Condition: Small Cell Lung Carcinoma

Conditions: Official terms:
Small Cell Lung Carcinoma
Durvalumab

Study type: Observational

Overall status: Active, not recruiting

Study design:

Time perspective: Prospective

Intervention:

Intervention type: Drug
Intervention name: durvalumab
Description: Visits will be completed at W0 (durvalumab in combination with chemotherapy initiation) and at regular visits approximately every 6 weeks during the induction period (durvalumab + PE) (W6 and W12), then every two months during the maintenance period (durvalumab alone) for the first year and every three months up to the end of follow-up or the final visit at M36.

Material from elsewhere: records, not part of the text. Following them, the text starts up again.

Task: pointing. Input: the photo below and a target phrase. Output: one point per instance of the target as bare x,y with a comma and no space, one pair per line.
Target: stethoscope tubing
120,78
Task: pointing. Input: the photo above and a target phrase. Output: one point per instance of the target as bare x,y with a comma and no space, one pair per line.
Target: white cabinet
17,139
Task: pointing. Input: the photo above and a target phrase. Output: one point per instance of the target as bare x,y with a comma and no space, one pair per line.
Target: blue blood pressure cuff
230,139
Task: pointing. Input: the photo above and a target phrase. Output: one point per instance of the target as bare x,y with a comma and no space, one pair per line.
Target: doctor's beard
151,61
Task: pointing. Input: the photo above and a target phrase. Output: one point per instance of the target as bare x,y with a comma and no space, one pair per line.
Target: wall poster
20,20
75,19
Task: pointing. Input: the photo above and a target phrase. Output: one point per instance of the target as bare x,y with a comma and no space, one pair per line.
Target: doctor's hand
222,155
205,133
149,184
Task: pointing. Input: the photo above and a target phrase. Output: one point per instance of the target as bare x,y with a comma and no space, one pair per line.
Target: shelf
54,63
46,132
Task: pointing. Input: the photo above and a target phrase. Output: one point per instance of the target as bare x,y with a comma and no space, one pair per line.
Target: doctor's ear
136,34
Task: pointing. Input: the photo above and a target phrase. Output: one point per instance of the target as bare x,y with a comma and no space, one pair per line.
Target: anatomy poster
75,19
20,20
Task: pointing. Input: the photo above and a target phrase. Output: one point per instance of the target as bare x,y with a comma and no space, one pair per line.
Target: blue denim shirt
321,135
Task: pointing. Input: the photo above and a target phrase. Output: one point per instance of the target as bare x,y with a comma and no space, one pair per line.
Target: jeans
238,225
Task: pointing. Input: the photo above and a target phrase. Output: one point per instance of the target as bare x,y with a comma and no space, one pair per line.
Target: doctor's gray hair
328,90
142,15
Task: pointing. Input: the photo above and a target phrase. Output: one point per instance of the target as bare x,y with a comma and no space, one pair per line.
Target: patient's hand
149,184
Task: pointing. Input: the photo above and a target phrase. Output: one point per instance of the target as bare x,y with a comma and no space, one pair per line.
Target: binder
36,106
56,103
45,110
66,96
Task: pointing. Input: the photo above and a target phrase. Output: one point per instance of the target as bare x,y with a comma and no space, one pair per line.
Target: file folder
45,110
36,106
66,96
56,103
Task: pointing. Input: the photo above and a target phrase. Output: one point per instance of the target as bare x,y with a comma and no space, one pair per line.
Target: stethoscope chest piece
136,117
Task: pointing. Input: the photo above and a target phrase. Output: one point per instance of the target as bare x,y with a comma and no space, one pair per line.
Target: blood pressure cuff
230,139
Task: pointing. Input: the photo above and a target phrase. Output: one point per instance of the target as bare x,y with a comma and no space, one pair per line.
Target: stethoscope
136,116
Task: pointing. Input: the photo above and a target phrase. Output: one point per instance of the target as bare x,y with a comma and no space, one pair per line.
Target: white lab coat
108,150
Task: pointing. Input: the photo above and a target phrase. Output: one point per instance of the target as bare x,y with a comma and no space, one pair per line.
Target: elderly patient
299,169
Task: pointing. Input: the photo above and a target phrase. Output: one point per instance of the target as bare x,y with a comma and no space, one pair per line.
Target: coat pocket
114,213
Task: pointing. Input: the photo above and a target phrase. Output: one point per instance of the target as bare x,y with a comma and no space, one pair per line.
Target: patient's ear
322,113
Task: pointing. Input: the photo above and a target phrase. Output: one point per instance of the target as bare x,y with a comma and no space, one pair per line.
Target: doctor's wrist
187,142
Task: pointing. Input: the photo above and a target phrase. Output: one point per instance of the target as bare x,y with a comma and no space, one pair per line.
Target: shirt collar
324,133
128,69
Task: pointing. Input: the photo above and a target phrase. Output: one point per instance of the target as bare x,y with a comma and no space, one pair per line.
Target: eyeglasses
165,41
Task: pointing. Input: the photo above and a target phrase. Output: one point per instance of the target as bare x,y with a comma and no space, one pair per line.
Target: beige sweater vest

Summary: Small cell lung cancer (SCLC), characterized by rapid proliferation, high growth fraction and early development of metastases, is the most aggressive form of lung cancer. In 2021, an estimated 2.3 million people around the world are diagnosed with lung cancer. In France, in 2018, with 46 363 new cases and 33 117 deaths, lung cancer represented the second most common cancer and the first cause of death from cancer. Among those, SCLC represented 10,8% of all new lung diagnosis, and about two thirds presented at the extensive stage (ES-SCLC). Since last three decades, standard treatment in ES-SCLC is based on combination chemotherapy with a platinum agent and etoposide in first-line with or without concurrent radiation therapy. Then, the second-line of treatment is topotecan, with few results in terms of response rates and survival rate. However, the emergence of immune checkpoint inhibitors targeting the programmed cell death receptor-1 (PD-1)/PD-ligand 1 (PD-L1) pathway, having an important role in immune regulation became an alternative method in the management and care of disease. Indeed, recent studies have shown an overall survival (OS) benefit for patients with ES-SCLC treated in first line with a combination of platinum-etoposide and immune checkpoint inhibitors. Atezolizumab (Tecentriq®, Roche) and durvalumab (Imfinzi®, AstraZeneca), two anti-Programmed death-ligand 1 (PD-L1) antibodies, delivered positive phase III results, respectively through the Impower-133 and CASPIAN studies, and were granted European market authorisations. Durvalumab is approved for use in combination with etoposide and either carboplatin or cisplatin for the first-line treatment of patients with ES-SCLC. On March 10, 2020 French health authorities allowed durvalumab utilization in this setting through a national "early access program" (Autorisation Temporaire d'Utilisation "de cohorte" - ATUc), thus preceding the European market authorization (August 28, 2020). Since 2020 October 1st, durvalumab is used as a post ATU treatment. Since 2020, French AURA treatment guidelines for SCLC have referenced durvalumab in combination with chemotherapy as a first-line treatment option for patients with ES-SCLC. Whereas the safety and efficacy of the durvalumab have been evaluated in a clinical trial, data are required to further evaluate the use of durvalumab in real-life condition and in less selected population than in clinical trials.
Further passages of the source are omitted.